The northeastern slopes are comparatively gentle and locally exhibit stepped relief, whereas the southwestern slopes descending toward the Ketmen-Töbö Valley are more rugged and deeply dissected by valleys and gorges formed by the right-bank tributaries of the Naryn River.
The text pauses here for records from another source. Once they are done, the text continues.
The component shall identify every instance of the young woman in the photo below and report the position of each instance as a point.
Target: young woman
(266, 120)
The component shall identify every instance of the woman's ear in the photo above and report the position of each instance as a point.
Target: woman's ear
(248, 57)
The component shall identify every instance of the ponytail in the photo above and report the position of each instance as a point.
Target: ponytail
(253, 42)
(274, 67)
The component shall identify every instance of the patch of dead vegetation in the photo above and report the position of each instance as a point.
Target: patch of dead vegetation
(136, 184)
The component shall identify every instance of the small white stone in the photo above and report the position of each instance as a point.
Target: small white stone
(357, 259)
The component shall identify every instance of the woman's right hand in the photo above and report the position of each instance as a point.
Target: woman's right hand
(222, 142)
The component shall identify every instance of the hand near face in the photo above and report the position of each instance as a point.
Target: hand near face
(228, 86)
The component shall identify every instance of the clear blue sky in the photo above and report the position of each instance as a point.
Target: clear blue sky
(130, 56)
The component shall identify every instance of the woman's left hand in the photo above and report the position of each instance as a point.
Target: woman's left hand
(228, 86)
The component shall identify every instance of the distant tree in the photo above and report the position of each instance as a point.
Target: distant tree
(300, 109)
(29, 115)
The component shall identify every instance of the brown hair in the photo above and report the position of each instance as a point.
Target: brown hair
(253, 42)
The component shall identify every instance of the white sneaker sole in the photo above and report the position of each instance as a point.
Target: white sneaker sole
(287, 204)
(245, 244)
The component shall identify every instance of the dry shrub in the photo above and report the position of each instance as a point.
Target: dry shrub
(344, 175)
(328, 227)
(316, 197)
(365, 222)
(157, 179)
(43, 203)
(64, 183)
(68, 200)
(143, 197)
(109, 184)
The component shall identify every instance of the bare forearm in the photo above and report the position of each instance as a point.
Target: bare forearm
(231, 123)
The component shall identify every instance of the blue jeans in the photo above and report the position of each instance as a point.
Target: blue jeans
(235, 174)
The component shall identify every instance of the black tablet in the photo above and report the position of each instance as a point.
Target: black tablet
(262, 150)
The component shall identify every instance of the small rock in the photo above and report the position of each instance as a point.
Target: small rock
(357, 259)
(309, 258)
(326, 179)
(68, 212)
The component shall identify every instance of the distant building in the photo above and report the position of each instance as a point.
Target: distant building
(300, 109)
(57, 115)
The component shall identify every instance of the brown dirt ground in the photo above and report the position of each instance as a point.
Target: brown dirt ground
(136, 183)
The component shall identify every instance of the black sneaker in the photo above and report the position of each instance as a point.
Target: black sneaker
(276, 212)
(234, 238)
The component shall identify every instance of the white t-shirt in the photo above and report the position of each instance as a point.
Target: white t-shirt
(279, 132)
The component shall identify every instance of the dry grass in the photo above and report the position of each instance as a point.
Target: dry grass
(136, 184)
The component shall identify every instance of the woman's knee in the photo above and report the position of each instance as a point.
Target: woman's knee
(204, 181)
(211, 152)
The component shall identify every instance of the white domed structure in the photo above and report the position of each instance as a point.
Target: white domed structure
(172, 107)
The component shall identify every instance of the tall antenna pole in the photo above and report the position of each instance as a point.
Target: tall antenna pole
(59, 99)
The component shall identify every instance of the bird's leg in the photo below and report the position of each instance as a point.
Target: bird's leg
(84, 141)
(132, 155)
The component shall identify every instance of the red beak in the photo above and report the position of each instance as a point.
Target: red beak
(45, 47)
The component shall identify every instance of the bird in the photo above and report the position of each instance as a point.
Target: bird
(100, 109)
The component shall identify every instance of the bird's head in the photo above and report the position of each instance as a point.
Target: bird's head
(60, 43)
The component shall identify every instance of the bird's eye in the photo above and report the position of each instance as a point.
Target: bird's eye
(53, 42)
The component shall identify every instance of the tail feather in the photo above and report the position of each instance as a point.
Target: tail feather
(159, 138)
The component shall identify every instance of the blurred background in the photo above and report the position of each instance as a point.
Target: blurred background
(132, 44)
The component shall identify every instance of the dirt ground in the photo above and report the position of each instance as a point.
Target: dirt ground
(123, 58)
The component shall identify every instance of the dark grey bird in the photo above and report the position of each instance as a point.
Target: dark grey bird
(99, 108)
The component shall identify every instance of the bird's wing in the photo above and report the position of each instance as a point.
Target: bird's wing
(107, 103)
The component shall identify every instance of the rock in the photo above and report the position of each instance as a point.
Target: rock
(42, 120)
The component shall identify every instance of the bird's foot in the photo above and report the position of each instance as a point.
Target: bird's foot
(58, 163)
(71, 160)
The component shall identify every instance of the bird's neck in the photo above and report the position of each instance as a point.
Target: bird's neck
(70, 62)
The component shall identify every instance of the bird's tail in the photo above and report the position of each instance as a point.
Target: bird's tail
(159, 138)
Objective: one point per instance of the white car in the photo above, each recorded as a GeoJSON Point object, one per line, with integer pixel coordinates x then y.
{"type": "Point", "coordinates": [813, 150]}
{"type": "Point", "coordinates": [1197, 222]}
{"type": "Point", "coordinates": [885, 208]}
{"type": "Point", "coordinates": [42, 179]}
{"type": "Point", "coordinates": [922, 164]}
According to Kyrgyz geographical sources, the northern slope is relatively short and characterized by rolling uplands, while the southern slope is broader with low foothills. Near the Kökömeren River, the range becomes steep and rocky, and its slopes are cut by numerous river valleys, including the gorges of the Chychkan and Toluk rivers.

== Geology ==

The range is composed predominantly of intrusive rocks formed during various stages of the Caledonian orogeny, including gabbro, diorite, and granite. In some areas, Precambrian, Cambrian, and Ordovician gneiss, crystalline schist, sandstone, limestone, and tuff occur. Intermontane depressions and river valleys contain Quaternary sediments. The range is crossed by major tectonic faults.

== Glaciation ==

The total glacier area is about 25 km2. Evidence of ancient glaciation is also present.

== Landscapes ==

Vegetation changes with elevation. The northern slopes are characterized by dry feather-grass and wormwood steppe up to about 2,200 m, meadow-steppe up to 2,600 m, subalpine meadows up to 3,200 m, and alpine meadows above that elevation. The southern slopes feature semi-desert landscapes below 1,200 m, steppe and meadow-steppe between 1,200 and 2,200 m, tall-grass meadows up to 3,000 m, subalpine and alpine meadows above 3,000 m, and a glacial–nival zone above 3,700–3,800 m.

The range is widely used as summer pasture.